Software Gems: The Computer History Museum Historical Source Code Series
Electronic mail is one of “killer apps” of networked computing. The ability to quickly send and receive messages without having to be online at the same time created a new form of human communication. By now billions of people have used email.
Email has a long and storied history, dating back to MIT’s Compatible Time Sharing System (CTSS) and the US government’s AUTODIN in the early 1960s. These early systems, which often used propriety communications networks and protocols, were generally incompatible with each other; you could only exchange mail with people using the same system.
The first email on the ARPANET (the predecessor of today’s internet) was sent by Ray Tomlinson in 1971, and mail formats became standardized (RFC 524, RFC 561) soon thereafter.
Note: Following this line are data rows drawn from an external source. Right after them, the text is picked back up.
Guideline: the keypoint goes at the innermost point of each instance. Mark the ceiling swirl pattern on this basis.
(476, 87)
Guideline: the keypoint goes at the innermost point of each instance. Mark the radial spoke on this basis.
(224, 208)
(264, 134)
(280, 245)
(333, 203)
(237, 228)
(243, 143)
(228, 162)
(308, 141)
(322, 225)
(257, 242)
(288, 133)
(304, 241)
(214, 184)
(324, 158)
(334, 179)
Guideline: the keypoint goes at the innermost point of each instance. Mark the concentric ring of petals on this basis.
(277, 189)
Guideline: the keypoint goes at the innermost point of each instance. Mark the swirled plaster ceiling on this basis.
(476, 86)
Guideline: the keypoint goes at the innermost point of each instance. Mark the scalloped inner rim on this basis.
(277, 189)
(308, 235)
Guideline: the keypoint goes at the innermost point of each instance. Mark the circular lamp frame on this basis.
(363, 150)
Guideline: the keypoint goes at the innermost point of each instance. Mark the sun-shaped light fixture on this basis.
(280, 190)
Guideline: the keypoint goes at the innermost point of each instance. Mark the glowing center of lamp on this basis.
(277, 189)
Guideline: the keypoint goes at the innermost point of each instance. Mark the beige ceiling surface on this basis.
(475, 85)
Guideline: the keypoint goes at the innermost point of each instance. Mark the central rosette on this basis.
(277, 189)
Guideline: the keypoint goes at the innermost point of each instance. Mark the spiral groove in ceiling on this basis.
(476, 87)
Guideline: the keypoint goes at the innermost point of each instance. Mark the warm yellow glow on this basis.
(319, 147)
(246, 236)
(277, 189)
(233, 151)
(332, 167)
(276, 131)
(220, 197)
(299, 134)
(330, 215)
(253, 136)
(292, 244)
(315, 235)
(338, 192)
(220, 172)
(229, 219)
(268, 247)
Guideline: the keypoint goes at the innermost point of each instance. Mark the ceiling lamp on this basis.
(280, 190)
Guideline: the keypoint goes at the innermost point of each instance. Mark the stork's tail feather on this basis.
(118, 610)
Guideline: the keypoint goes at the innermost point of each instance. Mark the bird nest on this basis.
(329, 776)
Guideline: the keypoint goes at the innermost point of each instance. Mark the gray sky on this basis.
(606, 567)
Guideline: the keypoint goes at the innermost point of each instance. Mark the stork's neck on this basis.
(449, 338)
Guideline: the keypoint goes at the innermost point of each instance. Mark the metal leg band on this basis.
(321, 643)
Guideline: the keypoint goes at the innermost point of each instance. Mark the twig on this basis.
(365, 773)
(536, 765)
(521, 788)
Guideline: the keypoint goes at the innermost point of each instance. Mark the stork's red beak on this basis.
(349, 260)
In the 1980s, the Post Office Protocol for TCP/IP codified the communication between email clients (which run on the user’s computer) and the email server (where messages are received from other systems and stored), so that there could be independent implementations of both on different computers and operating systems.
Eventually many email clients were written for personal computers, but few became as successful as Eudora. Available both for the IBM PC and the Apple Macintosh, in its heyday Eudora had tens of millions of happy users. Eudora was elegant, fast, feature-rich, and could cope with mail repositories containing hundreds of thousands of messages. In my opinion it was the finest email client ever written, and it has yet to be surpassed.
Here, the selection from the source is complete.